Как же я удивлен, что Роберт в черном пальто стоит на вокзале! Но он, смеясь, соглашается идти медленнее обычного. Мы неспешно поднимаемся к лесу к руинам, которые посетили в прошлый раз. Этот путь особенно им любим. Поднимаясь, он тяжело дышит; за всю трехчасовую прогулку он, вопреки привычке, выкуривает всего две сигареты. Когда я сообщаю, что недавно меня пригласили в Варшаву, Москву, Иркутск и Пекин, выясняется, что среди наших общих фаворитов — Записки из Мертвого дома Достоевского. Роберт с умилением вспоминает эпизод, в котором грубые каторжники из жалости сбрасывают с вала степного орла, у которого подбито крыло и который прожил с ними три месяца, и смотрят с тоской, как он убегает прочь по осенней степи...

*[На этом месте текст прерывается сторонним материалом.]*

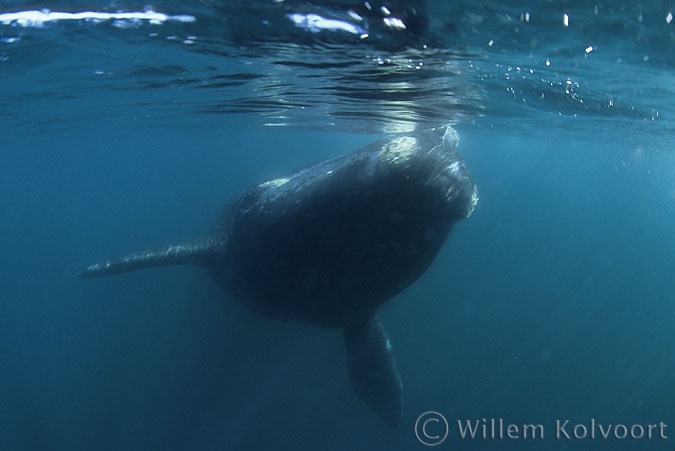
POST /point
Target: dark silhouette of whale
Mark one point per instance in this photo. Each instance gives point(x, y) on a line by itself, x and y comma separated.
point(331, 243)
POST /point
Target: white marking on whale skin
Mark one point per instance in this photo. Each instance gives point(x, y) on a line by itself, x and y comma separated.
point(398, 151)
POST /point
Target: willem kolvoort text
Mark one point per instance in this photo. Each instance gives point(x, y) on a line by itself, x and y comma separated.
point(493, 429)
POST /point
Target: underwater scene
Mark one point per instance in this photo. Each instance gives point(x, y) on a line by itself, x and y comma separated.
point(367, 225)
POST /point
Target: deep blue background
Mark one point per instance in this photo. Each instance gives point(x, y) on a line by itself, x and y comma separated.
point(554, 301)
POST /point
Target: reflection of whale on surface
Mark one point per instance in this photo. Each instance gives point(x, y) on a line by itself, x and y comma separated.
point(331, 243)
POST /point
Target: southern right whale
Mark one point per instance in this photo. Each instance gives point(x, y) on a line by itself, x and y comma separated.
point(331, 243)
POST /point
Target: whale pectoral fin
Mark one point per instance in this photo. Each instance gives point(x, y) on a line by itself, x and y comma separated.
point(372, 369)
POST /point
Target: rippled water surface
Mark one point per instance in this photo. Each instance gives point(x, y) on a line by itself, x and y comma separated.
point(125, 125)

Роберт сообщает, что с большим удовольствием перечитал четырехтомный роман В угловом окне хамбургского матроса и хозяина гостиницы Фридриха Герштэккера, а также Детей капитана Гранта Жюля Верна. На новость, что молодой английский поэт Кристофер Миддлтон, преподаватель литературы в Лондоне, с восхитительной чуткостью перевел на английский язык Прогулку и Кляйста в Туне, он отвечает односложно: «Так, так!»
Перед отъездом я посещаю д-ра Штайнера, который говорит, что настоятельно советовал Роберту не покидать территорию лечебницы. Однако тот настоял на том, чтобы встретить меня на вокзале. Поскольку состояние его сердца внушает опасения, он рискует при сильном напряжении получить сердечную недостаточность. На мой вопрос, был ли Роберт во время недомогания более доверчив к медсестрам, чем к остальному персоналу и пациентам, он отвечает: нет, чаще всего он отворачивался к стене и, несмотря на жажду, отказывался от соков. По его мнению, воды вполне достаточно.